Agricultores da Espanha e da Itália protestam contra ‘agenda verde’ da União Europeia

Agricultores da Espanha e da Itália se juntaram aos protestos contra a “agenda verde” da União Europeia (UE). Os espanhóis começaram a protestar na última terça-feira, 6. Já os italianos se mobilizaram nesta quinta-feira, 8. 

Os agricultores da Itália estão a caminho de Roma. Eles preparam uma grande manifestação na capital italiana, na sexta-feira 9, em frente ao Parlamento.

Segundo o portal Euronews, espera-se que haja cerca de 2 mil tratores em Roma. Alguns ruralistas viajaram por mais de dez horas para chegar à capital.  

“Temos de agir e fazer-nos ouvir”, disse o agricultor italiano Maurizio Senigagliesi, durante o protesto, ao jornal europeu. “Caso contrário, poderemos ter de encerrar todo o setor.”

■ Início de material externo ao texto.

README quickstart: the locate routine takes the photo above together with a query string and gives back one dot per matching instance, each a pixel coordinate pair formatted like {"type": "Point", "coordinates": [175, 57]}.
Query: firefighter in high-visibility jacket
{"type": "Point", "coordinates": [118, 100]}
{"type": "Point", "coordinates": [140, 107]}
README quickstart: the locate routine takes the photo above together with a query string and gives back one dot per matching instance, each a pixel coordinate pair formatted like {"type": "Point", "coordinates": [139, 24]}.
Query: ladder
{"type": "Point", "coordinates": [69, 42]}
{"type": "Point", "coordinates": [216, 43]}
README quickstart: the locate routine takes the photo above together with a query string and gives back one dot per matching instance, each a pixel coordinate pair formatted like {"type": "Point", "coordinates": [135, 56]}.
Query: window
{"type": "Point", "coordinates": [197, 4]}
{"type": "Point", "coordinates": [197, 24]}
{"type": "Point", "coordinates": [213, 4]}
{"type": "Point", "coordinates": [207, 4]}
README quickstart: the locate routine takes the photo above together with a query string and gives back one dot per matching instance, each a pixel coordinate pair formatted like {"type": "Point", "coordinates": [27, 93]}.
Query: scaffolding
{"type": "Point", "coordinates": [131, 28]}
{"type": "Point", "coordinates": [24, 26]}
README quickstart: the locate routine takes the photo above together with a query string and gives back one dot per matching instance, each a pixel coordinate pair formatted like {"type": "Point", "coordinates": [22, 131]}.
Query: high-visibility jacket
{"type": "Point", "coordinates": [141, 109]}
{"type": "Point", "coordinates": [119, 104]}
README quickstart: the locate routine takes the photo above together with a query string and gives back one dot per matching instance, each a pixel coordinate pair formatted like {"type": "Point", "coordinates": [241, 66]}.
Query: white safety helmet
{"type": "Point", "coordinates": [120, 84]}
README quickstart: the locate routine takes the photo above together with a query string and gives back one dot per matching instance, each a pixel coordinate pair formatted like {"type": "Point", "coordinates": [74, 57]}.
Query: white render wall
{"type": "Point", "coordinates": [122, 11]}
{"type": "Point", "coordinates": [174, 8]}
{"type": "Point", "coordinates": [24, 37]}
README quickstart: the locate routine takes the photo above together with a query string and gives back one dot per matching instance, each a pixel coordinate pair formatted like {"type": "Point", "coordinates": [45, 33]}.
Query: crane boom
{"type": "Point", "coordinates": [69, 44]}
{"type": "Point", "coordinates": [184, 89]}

Outro agricultor, Davide Guarguaglini, diz que é o momento certo para fazer com que o governo ouça suas reivindicações. “Nunca nos ouviram”, disse. “Nunca pensei que chegasse a este ponto. Mas foi isso que decidimos. Não podemos sair daqui de mãos vazias. Temos de conseguir alguma coisa, não podemos continuar assim.”  

Agricultores da Espanha reuniram cerca de 4 mil tratores nos protestos

Já os agricultores espanhóis conseguiram reunir cerca de 4 mil tratores. Eles protestam sob o lema: “Sem agricultura e sem gado, sua mesa ficará vazia”. 

Na última terça-feira, 6, o Ministério da Agricultura da Espanha divulgou um comunicado. A nota diz que o “governo, que é o que mais apoia o setor com ajudas importantes, assim como medidas laborais e fiscais, continua trabalhando para apoiar os agricultores”. 

“O governo respeita absolutamente o direito de manifestação do setor agrícola”, diz a nota. “E condenamos qualquer ato de violência ou coação.”

Políticas ambientais contra os ruralistas

Agricultores italianos
Os agricultores espanhóis conseguiram reunir cerca de 4 mil tratores nas manifestações | Foto: Reprodução/Twitter/X

Um dos principais motivos dos protestos dos agricultores europeus são as políticas ambientais que foram propostas pela UE. Essas normas pretendem proibir o uso de fertilizantes nitrogenados, de pesticidas e de antibióticos nas plantações. 

De acordo com o órgão europeu, esses produtos químicos contaminam a água subterrânea. Além disso, reclamam do aumento dos custos de produção — como o aumento dos impostos sobre o diesel.